Bernardo Bertolucci - 1970
Raro Video BD Region A
Is it possible that I saw a slightly different version of The Conformist back in March 1971, prior to its New York City opening? I am certain that there were scenes of Pierre Clementi not simply describing his "Madame Butterfly" robe, but wearing it onscreen. Maybe I imagined Clementi's description so vividly that I've been certain for all these years, decades really, that the two scenes of Lino, the chauffeur, have him wearing the very feminine robe.
One shot that there is no question about is of Marcello, the title character, going to an official fascist government office, a huge, empty space. A large bust of Mussulini's head and a statue of an eagle pass each other across the frame. There was something surreal about that shot that has stayed with me.
There is also the low angle full shot of Marcello and his mother, shot from the ground tilting upwards, Marcello helping his mother into a car, the ground covered with golden brown leaves blowing. It is a shot that takes my breath away. I'm not the only one who has responded to that specific shot as it is briefly discussed in the supplement that looks at the history of the making of The Conformist.
And then there is the scene of Dominique Sanda and Stefania Sandrelli dancing together, what I like to refer to as the "First Tango in Paris". I was nineteen when I saw The Conformist for the first time, and that dance scene was, for me, one of the the most erotic things I had ever seen.

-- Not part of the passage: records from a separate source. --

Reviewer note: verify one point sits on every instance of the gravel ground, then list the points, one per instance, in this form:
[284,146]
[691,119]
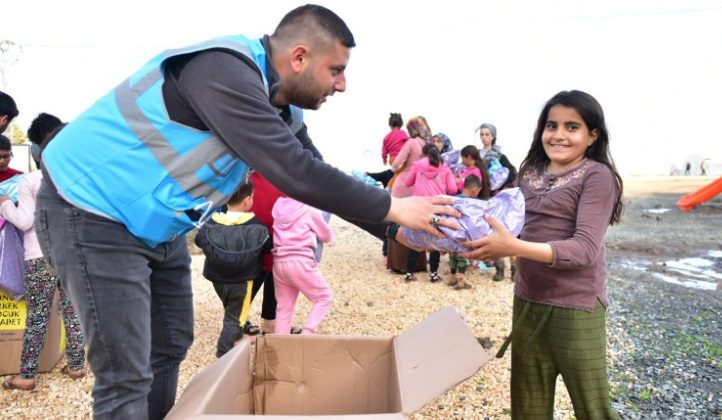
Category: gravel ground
[665,341]
[664,352]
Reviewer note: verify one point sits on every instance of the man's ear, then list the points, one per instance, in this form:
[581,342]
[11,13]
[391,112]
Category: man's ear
[299,58]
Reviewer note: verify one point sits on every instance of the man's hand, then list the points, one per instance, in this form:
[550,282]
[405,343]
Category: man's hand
[417,212]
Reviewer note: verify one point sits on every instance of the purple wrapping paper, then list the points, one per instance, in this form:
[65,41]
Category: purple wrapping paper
[507,207]
[451,158]
[12,261]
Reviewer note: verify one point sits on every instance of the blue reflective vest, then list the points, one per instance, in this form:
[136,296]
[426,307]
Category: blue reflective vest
[124,159]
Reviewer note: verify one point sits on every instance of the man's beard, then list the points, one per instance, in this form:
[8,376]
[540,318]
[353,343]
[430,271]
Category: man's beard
[303,92]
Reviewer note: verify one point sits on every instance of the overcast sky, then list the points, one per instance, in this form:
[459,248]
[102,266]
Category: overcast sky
[655,66]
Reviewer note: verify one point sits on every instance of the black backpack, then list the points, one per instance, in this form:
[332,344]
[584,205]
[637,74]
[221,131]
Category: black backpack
[237,247]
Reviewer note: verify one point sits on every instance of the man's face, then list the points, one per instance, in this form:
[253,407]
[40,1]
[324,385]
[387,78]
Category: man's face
[5,156]
[322,76]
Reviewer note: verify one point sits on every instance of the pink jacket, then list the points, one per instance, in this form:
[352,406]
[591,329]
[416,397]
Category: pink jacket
[410,153]
[429,180]
[296,229]
[23,216]
[461,176]
[393,143]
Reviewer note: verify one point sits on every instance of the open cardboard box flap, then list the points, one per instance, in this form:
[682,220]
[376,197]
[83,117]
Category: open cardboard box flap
[434,356]
[327,376]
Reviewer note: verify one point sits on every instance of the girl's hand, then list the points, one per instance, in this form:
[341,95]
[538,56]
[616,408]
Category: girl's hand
[500,243]
[416,213]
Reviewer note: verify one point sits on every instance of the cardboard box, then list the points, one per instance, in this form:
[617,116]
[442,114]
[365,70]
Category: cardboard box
[12,329]
[286,376]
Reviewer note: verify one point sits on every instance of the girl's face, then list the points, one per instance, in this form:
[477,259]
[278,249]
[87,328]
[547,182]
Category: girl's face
[486,137]
[439,143]
[565,138]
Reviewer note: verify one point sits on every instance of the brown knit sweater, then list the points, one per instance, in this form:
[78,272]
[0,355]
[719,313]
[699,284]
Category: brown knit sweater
[570,211]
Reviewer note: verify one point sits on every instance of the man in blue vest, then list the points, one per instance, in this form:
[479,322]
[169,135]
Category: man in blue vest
[150,161]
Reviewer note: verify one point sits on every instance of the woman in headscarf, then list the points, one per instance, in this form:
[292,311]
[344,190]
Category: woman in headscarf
[445,142]
[419,134]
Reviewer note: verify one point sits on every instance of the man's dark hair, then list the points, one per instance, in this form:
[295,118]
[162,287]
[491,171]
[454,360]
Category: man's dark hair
[311,21]
[8,106]
[5,143]
[41,126]
[245,189]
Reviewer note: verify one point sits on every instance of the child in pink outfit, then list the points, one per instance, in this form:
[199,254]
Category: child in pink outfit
[297,229]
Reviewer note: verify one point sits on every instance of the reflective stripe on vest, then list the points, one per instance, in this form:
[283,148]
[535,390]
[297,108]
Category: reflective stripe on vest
[170,184]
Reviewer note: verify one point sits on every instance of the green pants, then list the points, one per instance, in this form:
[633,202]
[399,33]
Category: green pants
[548,341]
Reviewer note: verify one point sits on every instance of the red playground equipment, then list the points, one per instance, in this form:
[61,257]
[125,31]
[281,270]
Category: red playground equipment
[708,192]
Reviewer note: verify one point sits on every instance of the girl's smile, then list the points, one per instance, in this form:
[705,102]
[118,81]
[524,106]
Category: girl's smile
[566,138]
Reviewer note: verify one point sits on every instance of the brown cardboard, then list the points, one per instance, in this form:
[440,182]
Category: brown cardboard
[12,328]
[330,376]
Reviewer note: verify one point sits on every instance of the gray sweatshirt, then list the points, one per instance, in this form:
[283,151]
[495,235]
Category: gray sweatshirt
[222,91]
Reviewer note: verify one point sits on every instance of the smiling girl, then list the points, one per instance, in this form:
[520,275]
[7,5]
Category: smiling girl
[572,192]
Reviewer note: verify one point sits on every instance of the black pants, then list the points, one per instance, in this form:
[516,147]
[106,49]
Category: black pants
[268,308]
[434,258]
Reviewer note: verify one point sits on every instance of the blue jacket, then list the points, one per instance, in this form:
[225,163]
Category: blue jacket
[95,161]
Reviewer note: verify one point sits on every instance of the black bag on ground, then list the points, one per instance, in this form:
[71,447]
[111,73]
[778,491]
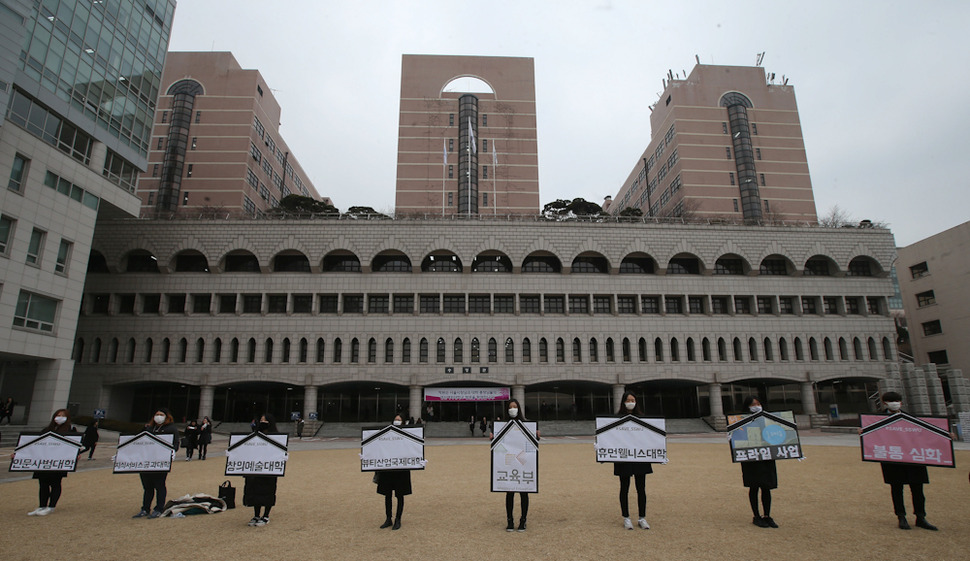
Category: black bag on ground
[228,493]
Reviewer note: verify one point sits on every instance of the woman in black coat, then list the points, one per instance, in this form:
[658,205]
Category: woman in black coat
[761,475]
[50,481]
[259,491]
[637,470]
[396,482]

That one scene with Jean-Louis Trintignant walking along the sidewalk with the tilted angles? It wasn't until much later that I understood that this visual bit was taken from The Third Man, a film that featured Alida Valli, who appeared in Bertolucci's previous film, The Spider's Stratagem.
I can't be the only one who thinks that the scene of the killing of the professor not only is evocative of Shakespeare's Julius Caesar, but Orson Welles' modern dress stage production, with its black shirted Romans, from 1937, a year before the main narrative of The Conformist takes place?
The other most famous film adapted from a novel by Alberto Moravia is Godard's Contempt. I read the novel, A Ghost at Noon as well as Moravia's novel which provided the basis for Bertolucci's film. Trust me on this: both films are better than the novels. Which brings me to both films have Georges Delerue providing the music. Both scores convey the sense of romantic yearning, although there is also a musical theme usually played in association with the fascist agent who keeps tabs on Marcello, a theme that owes something to Kurt Weill in his collaborations with Bertolt Brecht. There is also a little joke in the film with the announcement of dance music composed by "Maestro Delelrue". There is also the revelation that Bertolucci had originally approached Contempt star Brigitte Bardot for the part taken by Dominique Sanda.
The Conformist was not my introduction to Bertolucci. I had seen Before the Revolution thanks to the recommendation of a fellow film student. What seemed revelatory at the time has, in retrospect, also been a work that indicated some of what was to follow, especially Last Tango in Paris and 1900. Much of the imagery still remains powerful more than forty years later.